Nilüfer Göle’nin ‘Seküler ve Dinsel: Aşınan Sınırlar’ adlı çalışması, yedi farklı makaleden oluşmaktadır. ‘Seküler-Dinsel Sınırlar: Benlik, Devlet ve Kamusal Alan’ başlıklı ilk makalesinde Göle, iki farklı sekülerleşme pratiğinden bahsetmektedir. Anglosakson liberal modelle ve Fransız politik Laisite, Göle’nin bahsettiği iki ayrı sekülerleşme pratiğidir. Bu iki ayrı sekülerleşme pratiği birbirinden farklı millî, dinî ve kültürel bağlamlarda sekülerizmin varlığını kanıtlamaktadır. Göle ayrıca Hindistan ve Türkiye’nin sekülerleşme tecrübelerine de değinir ama Türkiye’nin katı/agresif seküler uygulamada Fransa’ya daha çok benzediğini, Hindistan’ın ise daha çoğulcu bir sekülerizm uygulaması ortaya koyduğunu anlatır.

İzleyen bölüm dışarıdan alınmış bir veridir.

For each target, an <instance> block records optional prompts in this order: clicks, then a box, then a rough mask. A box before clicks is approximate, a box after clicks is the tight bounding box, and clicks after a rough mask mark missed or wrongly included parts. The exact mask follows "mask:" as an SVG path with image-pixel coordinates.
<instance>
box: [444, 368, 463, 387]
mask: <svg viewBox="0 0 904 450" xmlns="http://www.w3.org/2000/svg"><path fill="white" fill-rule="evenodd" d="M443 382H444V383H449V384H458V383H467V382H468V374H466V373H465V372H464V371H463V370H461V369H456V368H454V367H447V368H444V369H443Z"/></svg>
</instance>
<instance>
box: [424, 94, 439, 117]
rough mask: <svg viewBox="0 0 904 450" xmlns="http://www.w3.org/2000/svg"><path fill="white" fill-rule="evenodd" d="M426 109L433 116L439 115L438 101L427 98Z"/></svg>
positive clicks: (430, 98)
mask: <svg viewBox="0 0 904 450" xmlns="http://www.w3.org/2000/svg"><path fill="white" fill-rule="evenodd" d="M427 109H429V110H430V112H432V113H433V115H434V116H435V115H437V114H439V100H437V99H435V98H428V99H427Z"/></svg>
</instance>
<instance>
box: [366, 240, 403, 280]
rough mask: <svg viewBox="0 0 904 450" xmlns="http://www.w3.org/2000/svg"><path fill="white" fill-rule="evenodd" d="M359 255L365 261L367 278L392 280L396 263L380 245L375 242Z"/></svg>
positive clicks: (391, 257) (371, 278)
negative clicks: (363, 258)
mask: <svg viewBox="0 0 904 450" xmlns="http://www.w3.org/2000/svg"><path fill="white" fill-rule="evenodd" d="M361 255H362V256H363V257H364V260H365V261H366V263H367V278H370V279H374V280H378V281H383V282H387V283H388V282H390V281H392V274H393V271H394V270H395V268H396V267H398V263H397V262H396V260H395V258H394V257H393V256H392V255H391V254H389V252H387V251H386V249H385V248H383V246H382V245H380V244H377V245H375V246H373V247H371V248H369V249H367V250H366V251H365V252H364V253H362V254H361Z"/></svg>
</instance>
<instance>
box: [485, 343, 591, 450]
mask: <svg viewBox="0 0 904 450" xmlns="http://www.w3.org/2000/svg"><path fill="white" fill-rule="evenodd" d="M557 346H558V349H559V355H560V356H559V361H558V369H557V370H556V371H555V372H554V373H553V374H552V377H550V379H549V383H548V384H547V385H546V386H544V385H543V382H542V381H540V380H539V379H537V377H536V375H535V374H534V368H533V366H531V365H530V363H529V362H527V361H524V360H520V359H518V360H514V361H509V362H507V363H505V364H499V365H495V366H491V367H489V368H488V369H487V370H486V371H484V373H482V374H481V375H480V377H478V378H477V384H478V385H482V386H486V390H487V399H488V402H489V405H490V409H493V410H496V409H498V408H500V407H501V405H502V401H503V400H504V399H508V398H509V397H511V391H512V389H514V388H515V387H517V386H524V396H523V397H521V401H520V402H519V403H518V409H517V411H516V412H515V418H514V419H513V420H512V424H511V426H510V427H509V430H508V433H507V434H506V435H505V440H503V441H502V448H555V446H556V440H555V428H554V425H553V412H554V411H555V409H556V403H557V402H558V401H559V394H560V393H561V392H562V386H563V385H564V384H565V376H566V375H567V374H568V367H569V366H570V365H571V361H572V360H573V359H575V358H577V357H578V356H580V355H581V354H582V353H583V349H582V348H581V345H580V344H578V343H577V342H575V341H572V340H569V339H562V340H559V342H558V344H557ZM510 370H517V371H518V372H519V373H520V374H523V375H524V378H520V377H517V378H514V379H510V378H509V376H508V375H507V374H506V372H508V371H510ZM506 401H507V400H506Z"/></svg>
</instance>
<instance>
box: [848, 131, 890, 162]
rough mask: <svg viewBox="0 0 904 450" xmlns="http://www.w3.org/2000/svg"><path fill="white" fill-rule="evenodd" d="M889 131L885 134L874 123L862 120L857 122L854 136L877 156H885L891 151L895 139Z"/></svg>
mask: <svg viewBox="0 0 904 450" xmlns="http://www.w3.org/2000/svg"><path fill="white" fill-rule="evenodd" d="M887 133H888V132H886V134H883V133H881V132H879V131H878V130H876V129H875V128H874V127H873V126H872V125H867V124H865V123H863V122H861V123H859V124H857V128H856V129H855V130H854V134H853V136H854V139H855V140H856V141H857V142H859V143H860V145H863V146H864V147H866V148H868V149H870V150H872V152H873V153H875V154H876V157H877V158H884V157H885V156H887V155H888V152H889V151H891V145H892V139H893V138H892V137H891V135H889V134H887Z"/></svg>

Göle’nin bir diğer vurguladığı nokta, sekülerizmin hegemonyasını her geçen gün kaybettiğidir. Dini olanla seküler olan arasında sadece devlet düzleminde değil, kamusal ve bireysel planda da kıyasıya bir rekabet mevcuttur. Buradan hareketle sekülerliğin bireysel boyutundan da bahseder. Seküler benlik, bireyin dinin (özellikle İslam’ın) benlik biçimlendirmesine karşı duran, örneğin İslami başörtüye karşı, başörtüsüzlüğü savunan bedensel pratiklere sahiptir.
Kitabın ikinci makalesi olan ‘Seküler Modernliğin Sorgulanışı’nda İslam ile toplumsal cinsiyet, kamusal alan ve küreselleşme arasındaki ilişkilere değinmektedir. İslam’ın kamusal alan, göç hareketleri ve terör olayları yüzünden küresel bir konu haline geldiğini ifade eden Göle, İslam’ın seküler modernliğe rağmen ve ona meydan okuyarak kamu oluşturucu bir güce sahip olduğunu iddia etmektedir. Örneğin İslâmî örtünme, seküler feminizmin aksine bir dişilliği Avrupa kamusal alanına taşımaktadır.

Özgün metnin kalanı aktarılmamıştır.